Run the docker container of the alpine image

Start the container and copy the files using docker cp command into the host file system in /root/filesystem directory.

Copy the filesystem to `/root/filesystem` directory

Copying eatmemory directory is optional. I just wanted to test the working of the cgroups inside the chrooted environment in the lab.

Set up Control Groups

Create the cgroup with cpu, cpuacct and memory controllers, name it as mycontainer for now. Set the memory limit of \( 10^9 \) bytes and cpu shares to 512. This will be used to set the CPU time and memory limits.

Create and configure control groups for CPU and Memory resources

Start the Chroot Process in the Namespace with Cgroups

Using the following command, you can start the /bin/sh process in the different namespaces with the mycontainer cgroup. The execution flow will look like – cgexec \( \to \) unshare \( \to \) chroot \( \to \) sh \( \to \) mount \( \to \) sh.

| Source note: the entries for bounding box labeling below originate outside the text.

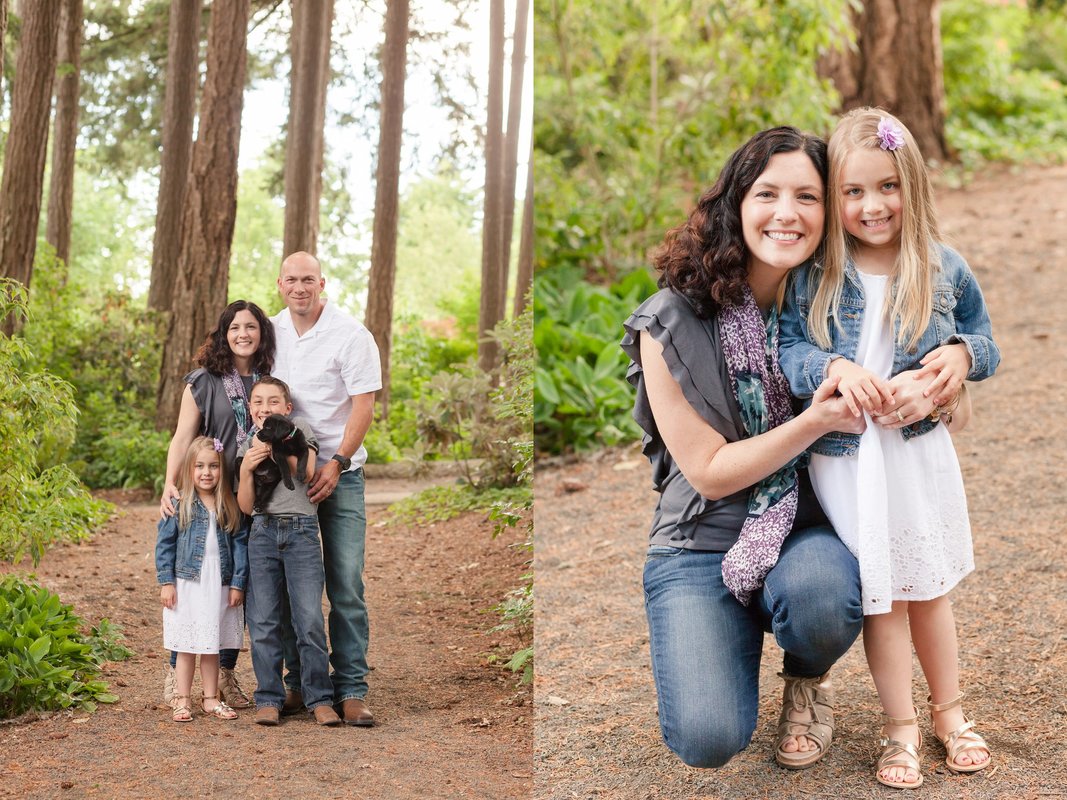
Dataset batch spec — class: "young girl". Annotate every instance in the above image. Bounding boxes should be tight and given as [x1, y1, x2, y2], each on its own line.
[156, 436, 249, 722]
[781, 108, 1000, 788]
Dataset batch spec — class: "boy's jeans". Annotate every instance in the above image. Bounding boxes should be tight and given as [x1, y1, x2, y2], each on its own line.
[246, 514, 333, 709]
[644, 526, 863, 767]
[285, 469, 370, 703]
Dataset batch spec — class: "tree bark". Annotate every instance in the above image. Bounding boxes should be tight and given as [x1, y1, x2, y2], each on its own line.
[478, 0, 507, 372]
[0, 0, 60, 315]
[513, 146, 534, 317]
[156, 0, 249, 430]
[148, 0, 202, 311]
[366, 0, 410, 418]
[498, 0, 530, 317]
[46, 0, 83, 270]
[819, 0, 952, 161]
[283, 0, 334, 255]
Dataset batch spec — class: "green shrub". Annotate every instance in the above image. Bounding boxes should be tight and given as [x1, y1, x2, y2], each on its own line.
[941, 0, 1067, 169]
[0, 281, 111, 564]
[534, 269, 656, 452]
[0, 575, 130, 718]
[23, 245, 170, 491]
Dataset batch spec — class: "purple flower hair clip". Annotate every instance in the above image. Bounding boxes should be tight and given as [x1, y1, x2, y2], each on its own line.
[878, 116, 904, 150]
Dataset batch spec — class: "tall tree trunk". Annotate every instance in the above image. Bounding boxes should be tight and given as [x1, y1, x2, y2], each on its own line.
[819, 0, 951, 161]
[148, 0, 202, 311]
[283, 0, 334, 255]
[478, 0, 507, 372]
[514, 143, 534, 317]
[156, 0, 249, 430]
[0, 2, 60, 322]
[366, 0, 409, 417]
[498, 0, 530, 317]
[46, 0, 82, 269]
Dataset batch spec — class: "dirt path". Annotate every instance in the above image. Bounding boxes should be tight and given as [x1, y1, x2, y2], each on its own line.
[0, 478, 532, 799]
[535, 166, 1067, 800]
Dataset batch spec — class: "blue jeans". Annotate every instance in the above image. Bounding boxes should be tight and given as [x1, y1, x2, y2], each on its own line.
[246, 514, 333, 709]
[285, 469, 370, 703]
[644, 526, 863, 767]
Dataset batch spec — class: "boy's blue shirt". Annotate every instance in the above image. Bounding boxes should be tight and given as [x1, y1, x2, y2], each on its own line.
[156, 497, 249, 591]
[779, 244, 1000, 455]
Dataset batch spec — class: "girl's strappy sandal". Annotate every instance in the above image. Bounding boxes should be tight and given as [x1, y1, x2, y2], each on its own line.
[775, 672, 833, 769]
[171, 694, 193, 722]
[926, 692, 992, 772]
[204, 694, 237, 719]
[875, 714, 923, 789]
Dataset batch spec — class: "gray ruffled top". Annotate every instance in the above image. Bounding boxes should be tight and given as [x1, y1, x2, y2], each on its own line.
[621, 289, 826, 551]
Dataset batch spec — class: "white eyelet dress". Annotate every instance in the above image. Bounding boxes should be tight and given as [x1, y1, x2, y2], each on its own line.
[809, 272, 974, 614]
[163, 511, 244, 654]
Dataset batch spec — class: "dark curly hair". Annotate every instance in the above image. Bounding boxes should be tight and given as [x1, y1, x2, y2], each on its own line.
[653, 126, 827, 319]
[196, 300, 274, 375]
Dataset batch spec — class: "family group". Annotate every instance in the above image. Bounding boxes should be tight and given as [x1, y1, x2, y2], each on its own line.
[622, 108, 1000, 789]
[156, 252, 382, 726]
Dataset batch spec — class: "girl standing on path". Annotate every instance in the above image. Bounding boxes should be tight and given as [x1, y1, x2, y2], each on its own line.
[780, 108, 1000, 788]
[159, 300, 274, 708]
[156, 436, 249, 722]
[622, 127, 862, 769]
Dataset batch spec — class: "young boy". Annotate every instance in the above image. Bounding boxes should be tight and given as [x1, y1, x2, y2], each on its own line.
[237, 377, 341, 725]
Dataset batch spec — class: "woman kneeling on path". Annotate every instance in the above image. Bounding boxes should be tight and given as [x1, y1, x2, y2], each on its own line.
[622, 127, 863, 769]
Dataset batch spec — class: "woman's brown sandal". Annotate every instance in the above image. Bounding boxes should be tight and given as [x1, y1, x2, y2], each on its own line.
[926, 692, 992, 772]
[775, 672, 833, 769]
[875, 714, 923, 789]
[171, 694, 193, 722]
[201, 694, 237, 719]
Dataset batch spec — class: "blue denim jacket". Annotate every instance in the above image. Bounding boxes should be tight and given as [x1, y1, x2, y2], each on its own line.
[156, 497, 249, 591]
[779, 244, 1000, 455]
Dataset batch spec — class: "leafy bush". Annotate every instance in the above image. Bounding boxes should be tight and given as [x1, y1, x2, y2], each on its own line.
[941, 0, 1067, 169]
[534, 269, 656, 452]
[414, 306, 534, 490]
[0, 281, 111, 564]
[23, 245, 170, 491]
[0, 575, 130, 718]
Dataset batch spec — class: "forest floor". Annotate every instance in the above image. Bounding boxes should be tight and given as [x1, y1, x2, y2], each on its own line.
[0, 475, 532, 800]
[535, 160, 1067, 800]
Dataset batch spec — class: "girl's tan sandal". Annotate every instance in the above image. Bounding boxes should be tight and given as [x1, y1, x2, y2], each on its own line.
[875, 714, 923, 789]
[171, 694, 193, 722]
[204, 694, 237, 719]
[775, 672, 833, 769]
[926, 692, 993, 772]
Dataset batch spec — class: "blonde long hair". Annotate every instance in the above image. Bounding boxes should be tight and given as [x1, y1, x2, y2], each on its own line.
[178, 436, 241, 533]
[808, 107, 941, 348]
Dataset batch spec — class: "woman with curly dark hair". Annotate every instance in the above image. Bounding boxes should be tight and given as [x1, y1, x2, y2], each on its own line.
[159, 300, 274, 708]
[622, 127, 863, 769]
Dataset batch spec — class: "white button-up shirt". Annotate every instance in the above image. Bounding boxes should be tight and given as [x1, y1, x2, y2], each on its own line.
[271, 302, 382, 469]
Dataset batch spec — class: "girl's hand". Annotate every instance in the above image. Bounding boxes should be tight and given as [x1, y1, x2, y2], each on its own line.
[827, 358, 893, 417]
[872, 369, 935, 428]
[803, 378, 866, 433]
[159, 483, 181, 519]
[914, 345, 971, 405]
[159, 583, 178, 608]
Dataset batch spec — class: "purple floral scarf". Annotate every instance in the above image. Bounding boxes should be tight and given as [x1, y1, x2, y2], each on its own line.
[222, 369, 259, 448]
[718, 286, 799, 606]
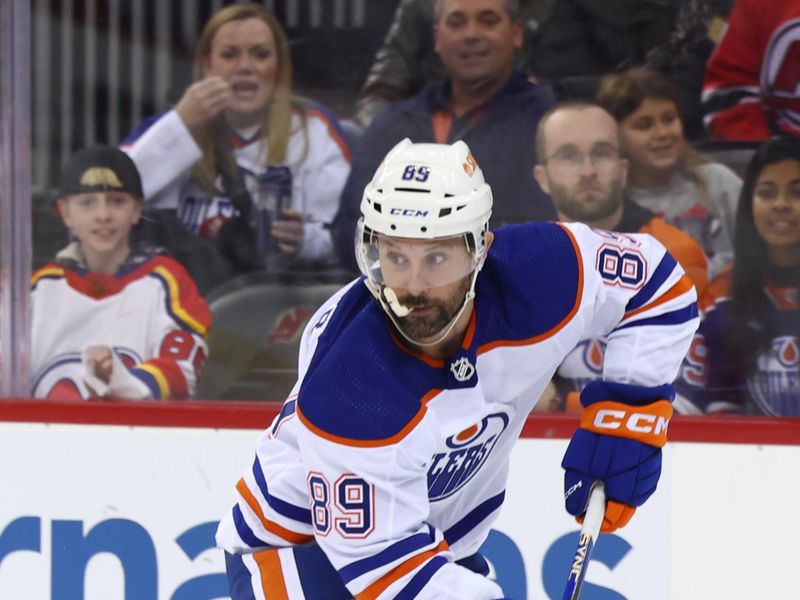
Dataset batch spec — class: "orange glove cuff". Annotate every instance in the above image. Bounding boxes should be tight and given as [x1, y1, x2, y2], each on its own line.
[575, 500, 636, 533]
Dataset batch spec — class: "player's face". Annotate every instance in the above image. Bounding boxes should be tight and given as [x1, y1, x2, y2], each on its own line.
[753, 160, 800, 266]
[434, 0, 523, 87]
[378, 236, 475, 342]
[620, 98, 685, 179]
[58, 192, 142, 271]
[534, 107, 628, 224]
[206, 18, 279, 126]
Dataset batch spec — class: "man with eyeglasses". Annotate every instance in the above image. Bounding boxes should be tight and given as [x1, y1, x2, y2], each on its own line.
[533, 101, 708, 411]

cgexec -g cpu,cpuacct,memory:mycontainer \
unshare -fUmnpr --mount-proc --fork \
chroot /root/filesystem /bin/sh -c "/bin/mount -t proc proc /proc && /bin/sh"

Since after the chroot, there is only one mount to proc file system, the output of mount command will show only that and also the processes running under PID namespace.

List processes and mounts in the container

If you would check the hostname of the current container, it will be random hexadecimal string which looks identical to what we see when using docker container. This is because of the UTS namespace, which is responsible for providing the isolation of the hostname and the NIS domain name.

List entries in the `/etc/hosts` file and hostname

The output of the process listing command outside this namespace, on the host machine will look similar to what we are used to see with containerd-shims'.

So allow me to sum up what you have learnt today. Namespaces are what make resource isolation possible so that the initial process and it's child processes do not interfere with the processes of other namespaces. Some people (including me) also like to call it "chroot of resources". Control groups is the kernel feature which is used to monitor and limit the resource consumption for processes and its children.

Q: Can you run container w/o cgroups?
A: Yes, but there will be no boundary for resources consumption. So one process can perform DoS on others by allocating unnecessary resources.

Q: Can you run container w/o namespace?
A: No, because it is the one which is used to provide isolation and if it is not uses the processes in different container can see and access resources of other processes.